No, not at all! I have never tracked such numbers. Also, my films have very few zeroes (Laughs). I am not interested. I have also never understood this whole box office aspect of films. I have never understood the kind of mathematics that governs this industry.

What do you want the audience to take back from this film?

I want the audience to go back feeling happy after watching the film. They should have a warm glow in their hearts after they see this film. They should not come to watch the film expecting some box office masala because that is not going to happen. But, this film has a lot of other things that will compensate in the absence of what the public normally likes.

This is not a single-screen type of film anyway; this is a film for the educated, urban audience but I have a feeling that it will resonate with the audience in small towns as well, because in small towns you still get to see people driving 1949 Fiats, old Lambrettas and things like that.

Small-budget films have done really well at the box office recently. Do you feel that the audience has become more receptive to different kinds of content over the years?

These films have always had a certain audience, and if it was 1,000 people 10 years ago, now it has become 10,000 people. The audience for big-budget, mindless movies will always be there. Those types of movies will always be made and they will always succeed. We have to accept that films like Hope Aur Hum belong to niche genres. We must not expect too much from them. If we start expecting these films to make `100 crore, we would be foolish.

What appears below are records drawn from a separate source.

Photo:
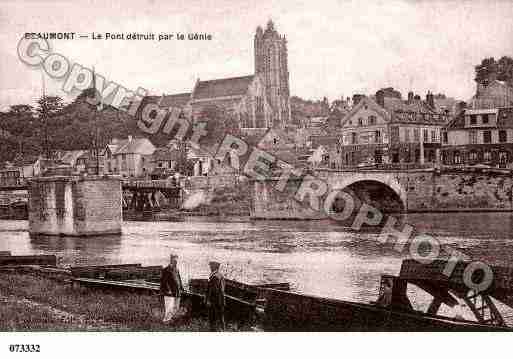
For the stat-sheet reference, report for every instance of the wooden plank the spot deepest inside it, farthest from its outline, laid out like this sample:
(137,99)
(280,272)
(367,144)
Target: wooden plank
(48,260)
(99,271)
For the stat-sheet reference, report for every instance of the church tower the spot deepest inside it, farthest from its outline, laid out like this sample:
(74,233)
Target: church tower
(271,65)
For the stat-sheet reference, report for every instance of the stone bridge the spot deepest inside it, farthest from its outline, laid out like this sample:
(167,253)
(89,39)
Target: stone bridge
(412,190)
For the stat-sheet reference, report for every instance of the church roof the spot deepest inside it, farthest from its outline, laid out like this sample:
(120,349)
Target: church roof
(234,86)
(176,100)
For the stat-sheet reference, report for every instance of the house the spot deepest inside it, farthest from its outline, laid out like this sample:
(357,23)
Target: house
(492,94)
(276,139)
(165,162)
(479,137)
(128,158)
(390,130)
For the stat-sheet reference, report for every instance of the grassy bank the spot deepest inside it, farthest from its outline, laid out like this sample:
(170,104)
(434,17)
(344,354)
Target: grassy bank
(32,302)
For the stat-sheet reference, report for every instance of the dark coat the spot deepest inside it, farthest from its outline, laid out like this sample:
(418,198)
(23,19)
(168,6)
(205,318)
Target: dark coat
(170,282)
(215,290)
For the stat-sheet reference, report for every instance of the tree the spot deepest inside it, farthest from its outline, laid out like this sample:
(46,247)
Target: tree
(489,70)
(48,109)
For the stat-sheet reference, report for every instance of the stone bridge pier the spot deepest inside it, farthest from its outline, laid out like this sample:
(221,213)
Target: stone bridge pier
(75,206)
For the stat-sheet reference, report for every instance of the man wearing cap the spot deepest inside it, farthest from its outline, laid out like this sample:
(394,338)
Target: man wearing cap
(215,298)
(171,289)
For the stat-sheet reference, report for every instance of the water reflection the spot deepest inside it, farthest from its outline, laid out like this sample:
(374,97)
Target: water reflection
(317,257)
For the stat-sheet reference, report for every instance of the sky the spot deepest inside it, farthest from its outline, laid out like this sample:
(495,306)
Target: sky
(336,48)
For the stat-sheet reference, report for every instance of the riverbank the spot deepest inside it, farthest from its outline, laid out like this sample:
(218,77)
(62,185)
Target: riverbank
(34,302)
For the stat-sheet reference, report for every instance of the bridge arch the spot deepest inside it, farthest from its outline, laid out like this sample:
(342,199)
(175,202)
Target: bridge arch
(385,182)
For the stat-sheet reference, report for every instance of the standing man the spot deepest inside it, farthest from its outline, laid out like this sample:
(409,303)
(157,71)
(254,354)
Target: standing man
(171,289)
(215,298)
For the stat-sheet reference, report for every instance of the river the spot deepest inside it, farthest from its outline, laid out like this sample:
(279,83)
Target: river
(316,257)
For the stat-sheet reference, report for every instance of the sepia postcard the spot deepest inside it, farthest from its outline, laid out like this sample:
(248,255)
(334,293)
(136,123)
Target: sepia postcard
(253,166)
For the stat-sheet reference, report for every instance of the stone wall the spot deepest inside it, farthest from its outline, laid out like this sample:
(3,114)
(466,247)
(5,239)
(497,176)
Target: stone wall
(459,191)
(418,190)
(75,206)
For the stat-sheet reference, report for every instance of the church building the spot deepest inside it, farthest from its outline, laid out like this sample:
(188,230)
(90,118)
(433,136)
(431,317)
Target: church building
(259,101)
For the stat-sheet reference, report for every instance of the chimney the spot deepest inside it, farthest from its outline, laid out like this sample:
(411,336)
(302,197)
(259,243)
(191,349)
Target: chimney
(380,98)
(410,97)
(462,105)
(356,99)
(430,99)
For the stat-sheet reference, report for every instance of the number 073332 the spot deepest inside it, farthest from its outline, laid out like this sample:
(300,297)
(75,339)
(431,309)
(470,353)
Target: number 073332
(24,348)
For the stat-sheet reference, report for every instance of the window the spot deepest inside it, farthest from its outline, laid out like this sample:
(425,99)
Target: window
(487,136)
(503,157)
(503,136)
(416,134)
(457,157)
(354,138)
(472,137)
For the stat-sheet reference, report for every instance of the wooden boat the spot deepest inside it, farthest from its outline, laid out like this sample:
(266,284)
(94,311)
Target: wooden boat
(119,272)
(242,300)
(297,312)
(42,260)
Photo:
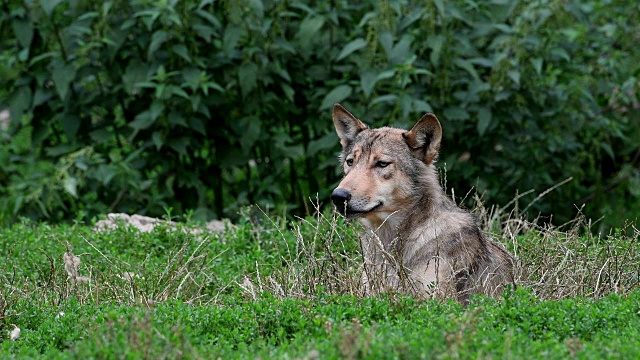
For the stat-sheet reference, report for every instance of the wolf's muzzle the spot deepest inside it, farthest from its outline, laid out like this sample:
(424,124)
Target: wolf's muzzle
(340,197)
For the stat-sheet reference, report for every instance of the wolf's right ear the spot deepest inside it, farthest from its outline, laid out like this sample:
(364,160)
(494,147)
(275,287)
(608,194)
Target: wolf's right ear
(424,138)
(347,125)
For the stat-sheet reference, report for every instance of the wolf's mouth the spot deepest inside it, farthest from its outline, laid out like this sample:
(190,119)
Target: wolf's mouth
(351,212)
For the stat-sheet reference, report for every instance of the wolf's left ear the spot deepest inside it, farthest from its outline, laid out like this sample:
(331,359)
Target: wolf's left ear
(347,125)
(424,138)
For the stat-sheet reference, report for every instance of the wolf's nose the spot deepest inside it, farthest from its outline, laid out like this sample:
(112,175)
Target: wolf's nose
(339,197)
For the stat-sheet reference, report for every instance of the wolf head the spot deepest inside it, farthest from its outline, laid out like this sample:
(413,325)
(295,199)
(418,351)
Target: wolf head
(386,169)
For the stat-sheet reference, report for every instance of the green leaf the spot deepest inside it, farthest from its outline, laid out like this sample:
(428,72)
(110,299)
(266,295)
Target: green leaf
(20,103)
(136,73)
(435,43)
(328,141)
(179,145)
(387,74)
(198,125)
(484,120)
(182,51)
(351,47)
(467,66)
(514,75)
(70,125)
(422,106)
(309,27)
(401,51)
(537,64)
(386,40)
(63,76)
(146,118)
(49,5)
(455,113)
(607,148)
(230,38)
(389,98)
(159,37)
(368,80)
(156,138)
(249,132)
(247,77)
(70,185)
(336,95)
(288,91)
(406,103)
(23,29)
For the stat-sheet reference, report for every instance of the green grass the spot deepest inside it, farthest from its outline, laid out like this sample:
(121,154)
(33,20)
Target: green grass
(275,290)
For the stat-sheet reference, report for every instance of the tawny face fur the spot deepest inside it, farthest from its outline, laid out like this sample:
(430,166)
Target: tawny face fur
(383,167)
(376,166)
(391,186)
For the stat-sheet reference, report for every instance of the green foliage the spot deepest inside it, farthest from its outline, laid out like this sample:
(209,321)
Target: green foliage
(186,302)
(208,106)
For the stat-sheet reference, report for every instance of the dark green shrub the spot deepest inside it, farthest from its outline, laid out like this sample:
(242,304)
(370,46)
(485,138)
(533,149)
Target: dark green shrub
(139,106)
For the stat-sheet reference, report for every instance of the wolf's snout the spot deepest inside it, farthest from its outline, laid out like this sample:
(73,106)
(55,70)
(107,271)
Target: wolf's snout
(339,197)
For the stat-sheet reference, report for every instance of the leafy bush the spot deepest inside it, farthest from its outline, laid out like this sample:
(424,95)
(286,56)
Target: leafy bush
(207,106)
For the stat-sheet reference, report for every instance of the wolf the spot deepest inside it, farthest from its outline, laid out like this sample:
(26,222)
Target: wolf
(417,239)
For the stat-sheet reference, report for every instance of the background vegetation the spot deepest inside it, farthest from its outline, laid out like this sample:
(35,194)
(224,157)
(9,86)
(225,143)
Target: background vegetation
(206,106)
(273,289)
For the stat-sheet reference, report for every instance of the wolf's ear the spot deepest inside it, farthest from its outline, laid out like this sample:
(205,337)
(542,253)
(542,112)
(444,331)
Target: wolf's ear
(424,138)
(347,125)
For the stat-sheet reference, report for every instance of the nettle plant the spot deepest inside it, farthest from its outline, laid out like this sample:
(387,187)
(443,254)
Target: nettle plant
(211,106)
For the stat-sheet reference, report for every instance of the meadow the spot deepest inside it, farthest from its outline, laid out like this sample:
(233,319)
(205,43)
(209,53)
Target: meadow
(267,287)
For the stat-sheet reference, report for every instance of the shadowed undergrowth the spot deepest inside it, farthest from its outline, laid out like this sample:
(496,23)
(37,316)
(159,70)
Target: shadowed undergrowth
(277,289)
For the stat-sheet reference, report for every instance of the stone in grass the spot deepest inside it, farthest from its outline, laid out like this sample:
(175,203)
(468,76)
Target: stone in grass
(148,224)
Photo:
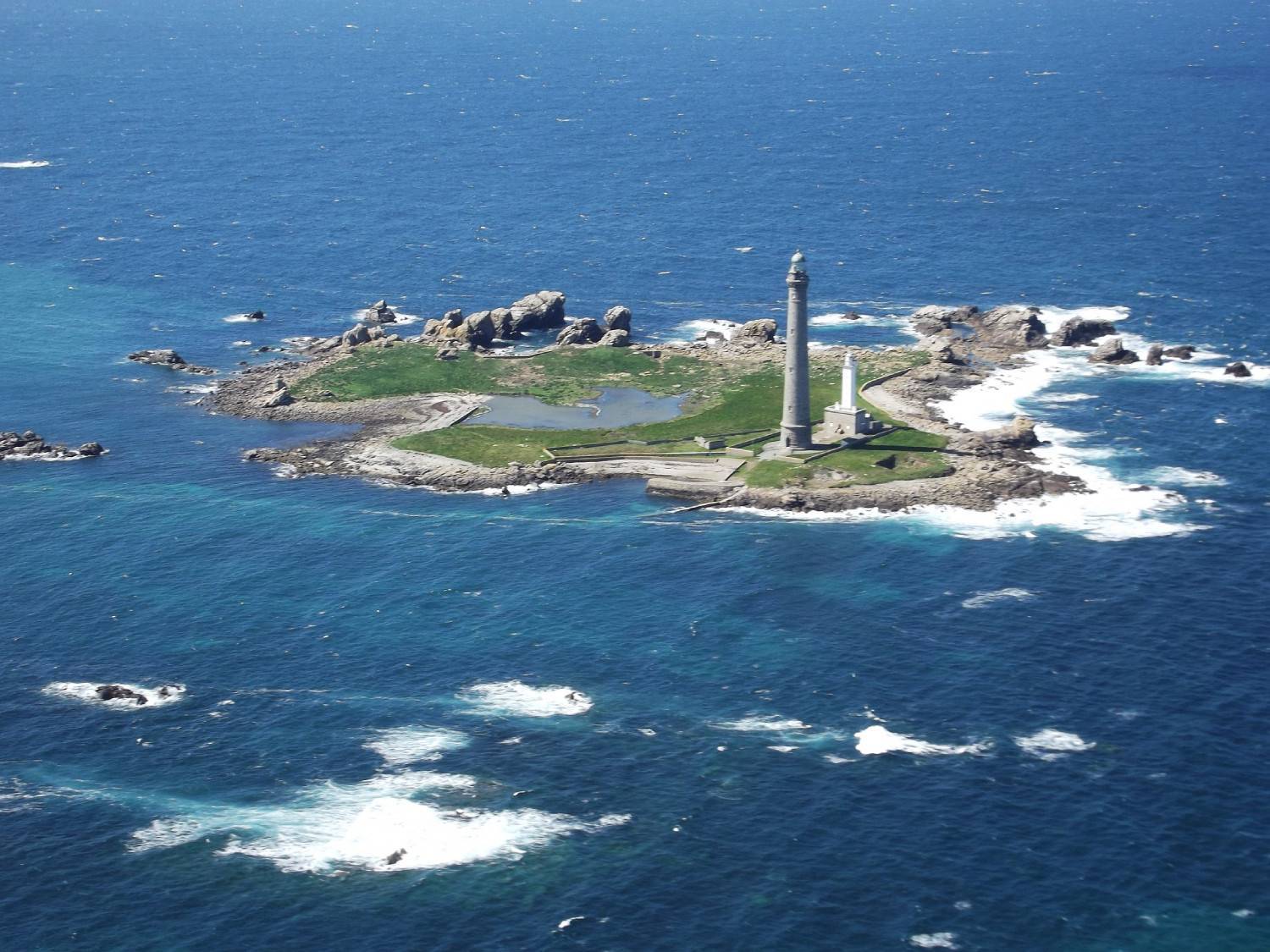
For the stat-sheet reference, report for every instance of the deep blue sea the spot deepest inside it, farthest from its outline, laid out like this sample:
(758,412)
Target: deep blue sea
(1039,729)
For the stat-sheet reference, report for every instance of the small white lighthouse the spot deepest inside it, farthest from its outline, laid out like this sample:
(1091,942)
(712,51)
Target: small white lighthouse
(845,419)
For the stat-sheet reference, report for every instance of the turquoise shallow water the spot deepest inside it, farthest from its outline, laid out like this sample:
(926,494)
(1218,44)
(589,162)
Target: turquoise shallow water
(312,159)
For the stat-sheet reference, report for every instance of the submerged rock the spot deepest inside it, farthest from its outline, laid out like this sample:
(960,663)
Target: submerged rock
(1113,352)
(380,312)
(30,446)
(168,358)
(117,692)
(1080,332)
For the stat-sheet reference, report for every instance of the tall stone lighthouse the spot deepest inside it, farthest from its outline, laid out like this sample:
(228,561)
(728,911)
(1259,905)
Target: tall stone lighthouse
(797,414)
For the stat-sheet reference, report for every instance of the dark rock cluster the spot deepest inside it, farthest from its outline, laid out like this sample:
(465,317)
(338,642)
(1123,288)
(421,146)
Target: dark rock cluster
(170,360)
(30,446)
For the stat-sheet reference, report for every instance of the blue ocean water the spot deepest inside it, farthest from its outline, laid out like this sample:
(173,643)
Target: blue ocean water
(1074,703)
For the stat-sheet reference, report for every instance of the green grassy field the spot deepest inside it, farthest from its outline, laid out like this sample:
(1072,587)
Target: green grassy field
(751,403)
(851,467)
(555,377)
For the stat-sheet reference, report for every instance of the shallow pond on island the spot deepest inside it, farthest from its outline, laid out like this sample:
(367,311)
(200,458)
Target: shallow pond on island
(621,406)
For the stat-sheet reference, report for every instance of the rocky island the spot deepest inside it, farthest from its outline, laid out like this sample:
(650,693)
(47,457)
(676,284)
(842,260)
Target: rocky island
(427,406)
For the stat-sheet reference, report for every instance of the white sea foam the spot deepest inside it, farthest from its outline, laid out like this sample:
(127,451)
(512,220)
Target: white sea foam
(86,691)
(691,330)
(879,740)
(1112,510)
(401,317)
(408,746)
(521,489)
(934,939)
(1178,476)
(1051,744)
(378,825)
(764,723)
(517,700)
(982,599)
(864,320)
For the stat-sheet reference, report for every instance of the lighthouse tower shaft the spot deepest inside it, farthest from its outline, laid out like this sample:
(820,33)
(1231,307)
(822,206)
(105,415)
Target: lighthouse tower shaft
(797,414)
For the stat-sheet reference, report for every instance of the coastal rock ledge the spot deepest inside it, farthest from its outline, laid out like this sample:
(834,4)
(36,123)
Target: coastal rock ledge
(170,360)
(30,446)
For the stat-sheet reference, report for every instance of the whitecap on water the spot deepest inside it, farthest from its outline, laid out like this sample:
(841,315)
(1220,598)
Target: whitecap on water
(934,939)
(408,746)
(378,825)
(1051,744)
(691,330)
(86,691)
(1178,476)
(515,698)
(879,740)
(982,599)
(764,723)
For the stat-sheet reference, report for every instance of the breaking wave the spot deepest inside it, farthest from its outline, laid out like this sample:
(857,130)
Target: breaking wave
(378,825)
(409,746)
(86,691)
(517,700)
(764,723)
(982,599)
(876,739)
(1051,744)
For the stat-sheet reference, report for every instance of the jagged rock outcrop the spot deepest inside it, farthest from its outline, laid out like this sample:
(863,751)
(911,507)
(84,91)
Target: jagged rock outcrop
(380,312)
(279,398)
(353,338)
(1113,352)
(168,358)
(117,692)
(477,330)
(616,338)
(505,324)
(754,333)
(543,309)
(1019,433)
(617,319)
(1079,332)
(934,320)
(30,446)
(1010,327)
(940,349)
(584,330)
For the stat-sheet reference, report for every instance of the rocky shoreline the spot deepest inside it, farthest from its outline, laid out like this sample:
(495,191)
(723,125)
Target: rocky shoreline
(30,446)
(964,347)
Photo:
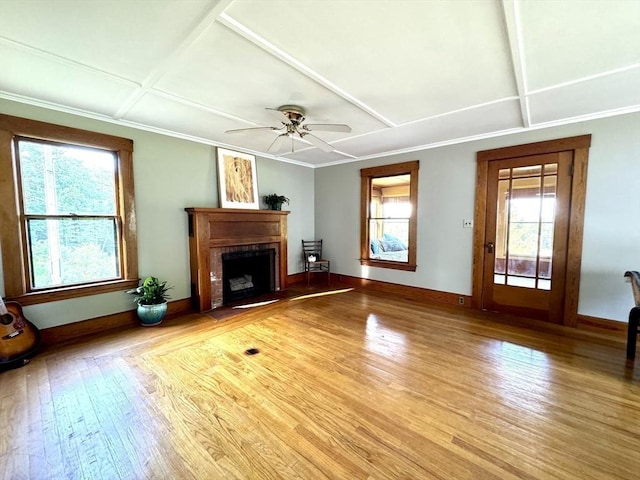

The reason we make these films economically is that this is the only way these films can be profitable. If a film like Hope Aur Hum was made in `50 crore, it would never have recovered its investment. And why should it be made in that much money? There is so much wastage in our commercial industry, it is criminal. I think filmmakers should economise while making films like these. That is very important.

What are you looking forward to after this film?

Well, I am acting in a Gujarati film called Dhh, which should be releasing very soon, and then there is one more film The Tuscant File in Hindi, directed by Vivek Aghniotri.